するとなんと頭の中で「消し去る」を実行するか否かの最終確認が浮かんでくる。
「へ? 出来るのこんな川の氾濫みたいな濁流を消し去るだなんて……」
「なになに、リルのスキルが仕えるの?」
「そう、みたいですね…… やってみます、『消し去る』!」
まさか消える事は無いだろうと思ってチートスキル「消し去る」を使ってみるとなんと目の前に流れていた濁流が一瞬で消え去ってしまった!
「おおぉっ! すっげぇ―っ!!」
「まさか、ここまでとは……」
「おい、本当かよ? あの濁流が消えたぞ!?」
トーイさんやネッドさん、ザラスさんは目の前で消えた濁流に驚いている。
いや、消し去った本人だって驚いている。
「さっすがお姉ちゃん~。これでユエバの街に戻れるね~」
あっけらかんと言うルラをぱちくりと瞬きをさせて私は見る。
このスキル、こんなに凄かったっけ?
「はぁ~、エルハイミさんやシェル見てるから大概の事は驚かないけど、リルも大概だわぁ。
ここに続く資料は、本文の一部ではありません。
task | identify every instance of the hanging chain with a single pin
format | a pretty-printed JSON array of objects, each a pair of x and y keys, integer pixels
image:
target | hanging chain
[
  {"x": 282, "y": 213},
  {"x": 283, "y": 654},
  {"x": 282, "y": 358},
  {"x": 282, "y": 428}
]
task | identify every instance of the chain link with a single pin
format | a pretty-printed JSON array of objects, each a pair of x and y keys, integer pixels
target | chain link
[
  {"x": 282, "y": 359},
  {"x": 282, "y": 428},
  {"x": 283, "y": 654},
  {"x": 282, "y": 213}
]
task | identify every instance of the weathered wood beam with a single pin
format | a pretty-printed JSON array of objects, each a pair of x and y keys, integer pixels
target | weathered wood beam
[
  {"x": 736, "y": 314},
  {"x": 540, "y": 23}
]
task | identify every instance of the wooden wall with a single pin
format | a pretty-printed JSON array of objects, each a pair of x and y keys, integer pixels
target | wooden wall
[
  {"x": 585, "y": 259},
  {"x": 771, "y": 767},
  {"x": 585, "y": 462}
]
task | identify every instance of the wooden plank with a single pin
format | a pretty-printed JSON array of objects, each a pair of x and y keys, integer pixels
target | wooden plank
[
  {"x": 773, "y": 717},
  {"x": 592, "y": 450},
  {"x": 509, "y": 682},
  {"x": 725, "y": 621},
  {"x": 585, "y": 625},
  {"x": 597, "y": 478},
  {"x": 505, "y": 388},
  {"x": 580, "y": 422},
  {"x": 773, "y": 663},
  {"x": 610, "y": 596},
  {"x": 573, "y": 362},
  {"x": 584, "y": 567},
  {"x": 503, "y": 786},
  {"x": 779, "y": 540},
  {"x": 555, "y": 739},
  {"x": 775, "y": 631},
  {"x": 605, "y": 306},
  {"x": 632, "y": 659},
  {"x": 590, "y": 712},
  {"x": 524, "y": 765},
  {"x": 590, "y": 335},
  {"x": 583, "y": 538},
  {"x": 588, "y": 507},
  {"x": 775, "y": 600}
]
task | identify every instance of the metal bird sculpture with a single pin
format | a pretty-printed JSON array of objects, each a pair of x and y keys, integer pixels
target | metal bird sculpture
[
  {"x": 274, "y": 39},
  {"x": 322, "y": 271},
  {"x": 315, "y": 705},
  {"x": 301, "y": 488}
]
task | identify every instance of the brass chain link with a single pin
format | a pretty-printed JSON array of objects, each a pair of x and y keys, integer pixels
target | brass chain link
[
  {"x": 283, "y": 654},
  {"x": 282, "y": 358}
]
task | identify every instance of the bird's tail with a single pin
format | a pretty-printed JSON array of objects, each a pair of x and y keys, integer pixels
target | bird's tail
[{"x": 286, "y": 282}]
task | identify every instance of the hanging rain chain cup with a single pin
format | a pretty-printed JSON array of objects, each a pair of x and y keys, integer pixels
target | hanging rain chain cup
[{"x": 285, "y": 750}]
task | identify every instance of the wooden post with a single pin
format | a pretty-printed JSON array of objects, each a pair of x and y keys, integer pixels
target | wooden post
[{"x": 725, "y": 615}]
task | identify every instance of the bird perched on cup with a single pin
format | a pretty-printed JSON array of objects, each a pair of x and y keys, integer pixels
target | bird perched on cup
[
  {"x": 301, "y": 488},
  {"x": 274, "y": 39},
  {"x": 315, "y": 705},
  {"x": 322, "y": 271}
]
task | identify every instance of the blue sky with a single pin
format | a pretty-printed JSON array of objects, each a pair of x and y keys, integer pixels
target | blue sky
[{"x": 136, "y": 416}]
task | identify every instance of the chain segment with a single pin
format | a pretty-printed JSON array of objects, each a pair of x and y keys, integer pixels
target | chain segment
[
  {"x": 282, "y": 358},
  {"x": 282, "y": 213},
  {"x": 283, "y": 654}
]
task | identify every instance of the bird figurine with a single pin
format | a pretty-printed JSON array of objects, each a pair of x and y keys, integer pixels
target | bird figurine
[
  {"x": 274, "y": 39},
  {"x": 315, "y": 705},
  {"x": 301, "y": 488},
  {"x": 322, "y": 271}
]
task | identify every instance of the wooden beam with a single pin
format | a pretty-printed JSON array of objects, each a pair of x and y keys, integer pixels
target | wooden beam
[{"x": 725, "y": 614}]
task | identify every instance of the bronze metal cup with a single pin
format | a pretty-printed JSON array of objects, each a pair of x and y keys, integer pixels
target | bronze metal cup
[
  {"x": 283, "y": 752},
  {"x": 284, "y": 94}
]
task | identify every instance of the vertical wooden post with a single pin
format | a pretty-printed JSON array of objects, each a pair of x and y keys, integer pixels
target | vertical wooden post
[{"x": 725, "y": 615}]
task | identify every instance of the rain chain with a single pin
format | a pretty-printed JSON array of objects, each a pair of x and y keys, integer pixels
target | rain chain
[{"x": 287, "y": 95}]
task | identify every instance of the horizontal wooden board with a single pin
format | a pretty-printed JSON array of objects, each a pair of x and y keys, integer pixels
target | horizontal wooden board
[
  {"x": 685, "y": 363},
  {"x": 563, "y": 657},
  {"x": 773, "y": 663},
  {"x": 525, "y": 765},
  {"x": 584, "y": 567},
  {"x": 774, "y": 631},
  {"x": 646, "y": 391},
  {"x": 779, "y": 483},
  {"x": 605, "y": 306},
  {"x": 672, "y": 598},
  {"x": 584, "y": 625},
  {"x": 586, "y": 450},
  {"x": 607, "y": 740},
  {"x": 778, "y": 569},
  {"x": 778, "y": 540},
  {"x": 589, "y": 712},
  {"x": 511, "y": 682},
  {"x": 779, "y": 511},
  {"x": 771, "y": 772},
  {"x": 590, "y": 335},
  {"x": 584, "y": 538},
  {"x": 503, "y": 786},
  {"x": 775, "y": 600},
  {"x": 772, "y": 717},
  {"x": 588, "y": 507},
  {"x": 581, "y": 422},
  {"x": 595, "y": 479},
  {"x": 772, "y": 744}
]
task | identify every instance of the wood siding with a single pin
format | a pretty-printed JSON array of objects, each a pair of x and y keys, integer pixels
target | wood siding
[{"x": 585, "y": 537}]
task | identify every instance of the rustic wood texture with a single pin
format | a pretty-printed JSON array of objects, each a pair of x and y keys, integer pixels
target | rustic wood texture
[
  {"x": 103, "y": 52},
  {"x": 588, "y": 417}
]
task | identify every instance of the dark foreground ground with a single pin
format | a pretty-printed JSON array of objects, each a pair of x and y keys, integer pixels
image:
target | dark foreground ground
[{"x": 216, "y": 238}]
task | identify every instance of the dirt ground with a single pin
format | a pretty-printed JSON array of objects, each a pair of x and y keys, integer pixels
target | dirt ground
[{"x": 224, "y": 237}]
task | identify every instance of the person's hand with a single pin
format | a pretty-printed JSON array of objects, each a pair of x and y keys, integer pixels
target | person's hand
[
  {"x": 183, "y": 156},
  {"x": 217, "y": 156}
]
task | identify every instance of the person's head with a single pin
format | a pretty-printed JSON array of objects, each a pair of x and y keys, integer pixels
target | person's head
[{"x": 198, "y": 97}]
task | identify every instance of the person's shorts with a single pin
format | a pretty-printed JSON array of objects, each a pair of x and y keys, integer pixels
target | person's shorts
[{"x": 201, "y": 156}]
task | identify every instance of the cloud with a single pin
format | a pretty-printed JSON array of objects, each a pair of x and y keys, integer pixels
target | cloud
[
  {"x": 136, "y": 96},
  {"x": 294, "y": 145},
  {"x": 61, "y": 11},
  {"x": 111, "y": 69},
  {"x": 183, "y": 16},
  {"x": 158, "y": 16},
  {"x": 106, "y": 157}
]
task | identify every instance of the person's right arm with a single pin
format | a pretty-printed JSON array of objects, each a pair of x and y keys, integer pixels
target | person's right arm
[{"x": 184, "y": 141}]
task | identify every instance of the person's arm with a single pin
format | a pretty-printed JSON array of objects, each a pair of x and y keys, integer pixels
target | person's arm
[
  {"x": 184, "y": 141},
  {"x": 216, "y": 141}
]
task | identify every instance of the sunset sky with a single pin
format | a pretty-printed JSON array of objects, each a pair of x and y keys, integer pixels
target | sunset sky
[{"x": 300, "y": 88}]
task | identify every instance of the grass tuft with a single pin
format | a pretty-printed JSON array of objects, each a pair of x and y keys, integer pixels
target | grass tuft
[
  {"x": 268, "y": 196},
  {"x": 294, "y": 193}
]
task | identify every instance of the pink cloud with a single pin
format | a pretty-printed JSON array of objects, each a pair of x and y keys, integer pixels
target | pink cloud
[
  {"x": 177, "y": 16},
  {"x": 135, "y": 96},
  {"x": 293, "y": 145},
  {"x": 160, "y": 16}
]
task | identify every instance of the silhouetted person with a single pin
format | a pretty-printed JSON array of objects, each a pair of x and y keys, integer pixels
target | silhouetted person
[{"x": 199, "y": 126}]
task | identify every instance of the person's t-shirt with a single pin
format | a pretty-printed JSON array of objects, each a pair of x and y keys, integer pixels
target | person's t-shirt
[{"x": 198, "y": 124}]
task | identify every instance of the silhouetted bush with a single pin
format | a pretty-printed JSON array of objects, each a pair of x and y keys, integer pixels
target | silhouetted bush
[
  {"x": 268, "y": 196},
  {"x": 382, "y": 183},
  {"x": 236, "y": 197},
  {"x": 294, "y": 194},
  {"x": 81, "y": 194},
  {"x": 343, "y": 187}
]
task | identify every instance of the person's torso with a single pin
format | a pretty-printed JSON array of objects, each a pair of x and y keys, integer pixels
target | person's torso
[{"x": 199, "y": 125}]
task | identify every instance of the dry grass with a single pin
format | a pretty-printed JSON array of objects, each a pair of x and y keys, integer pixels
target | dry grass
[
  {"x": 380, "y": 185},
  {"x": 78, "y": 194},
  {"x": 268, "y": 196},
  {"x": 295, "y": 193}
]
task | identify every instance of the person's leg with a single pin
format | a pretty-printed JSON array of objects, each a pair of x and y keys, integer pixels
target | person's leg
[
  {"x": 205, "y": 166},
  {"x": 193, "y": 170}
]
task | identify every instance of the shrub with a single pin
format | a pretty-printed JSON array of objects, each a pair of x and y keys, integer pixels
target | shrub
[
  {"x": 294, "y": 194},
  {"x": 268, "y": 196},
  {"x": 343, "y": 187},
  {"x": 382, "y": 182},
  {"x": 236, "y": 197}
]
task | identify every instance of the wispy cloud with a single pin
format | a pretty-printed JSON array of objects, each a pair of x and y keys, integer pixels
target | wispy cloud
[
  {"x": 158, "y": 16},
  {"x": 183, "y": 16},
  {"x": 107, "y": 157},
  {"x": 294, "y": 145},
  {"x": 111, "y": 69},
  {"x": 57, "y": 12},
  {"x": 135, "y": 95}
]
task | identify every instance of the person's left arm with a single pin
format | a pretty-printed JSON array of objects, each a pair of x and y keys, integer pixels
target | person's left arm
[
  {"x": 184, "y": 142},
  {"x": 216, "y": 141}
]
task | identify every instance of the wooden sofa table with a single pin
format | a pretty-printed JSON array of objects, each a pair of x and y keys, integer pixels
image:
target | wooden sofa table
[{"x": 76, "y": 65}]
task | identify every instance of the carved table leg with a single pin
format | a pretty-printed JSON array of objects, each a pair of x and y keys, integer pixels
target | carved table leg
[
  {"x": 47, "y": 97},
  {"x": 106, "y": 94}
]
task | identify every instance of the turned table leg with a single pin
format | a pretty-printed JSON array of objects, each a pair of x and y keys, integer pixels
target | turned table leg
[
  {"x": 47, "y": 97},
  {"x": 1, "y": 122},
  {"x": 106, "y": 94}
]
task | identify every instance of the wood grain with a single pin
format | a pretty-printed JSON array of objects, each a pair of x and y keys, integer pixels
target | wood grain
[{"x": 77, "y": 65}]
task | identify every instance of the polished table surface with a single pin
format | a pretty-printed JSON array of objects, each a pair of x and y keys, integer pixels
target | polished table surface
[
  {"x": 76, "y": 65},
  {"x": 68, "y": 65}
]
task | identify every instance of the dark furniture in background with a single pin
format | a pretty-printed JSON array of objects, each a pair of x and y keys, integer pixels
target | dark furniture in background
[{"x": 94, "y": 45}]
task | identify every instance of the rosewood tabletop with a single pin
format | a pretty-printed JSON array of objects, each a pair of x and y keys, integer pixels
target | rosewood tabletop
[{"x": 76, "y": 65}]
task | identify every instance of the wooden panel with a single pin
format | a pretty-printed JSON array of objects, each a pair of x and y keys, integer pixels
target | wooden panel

あんたたち、この力むやみに使わない様に気をつけなさいよ?」
「ううぅ、分かってますよ。まさかこれほどまでとは私だって思わなかったんですから……」
驚きとちょっとショックだったりもする。
凄いのは凄いけど、これってやっぱり秘密にしないと面倒事に巻き込まれそうな力だ。
「んっ?」
私が自分の手のひらを見ながらそう思っているとカリナさんが森の奥の方を見る。
「気の、せいか…… まあいいわ、さ、先へ進みましょう」
そう言ってカリナさんは消え去った濁流の後を先に進むのだった。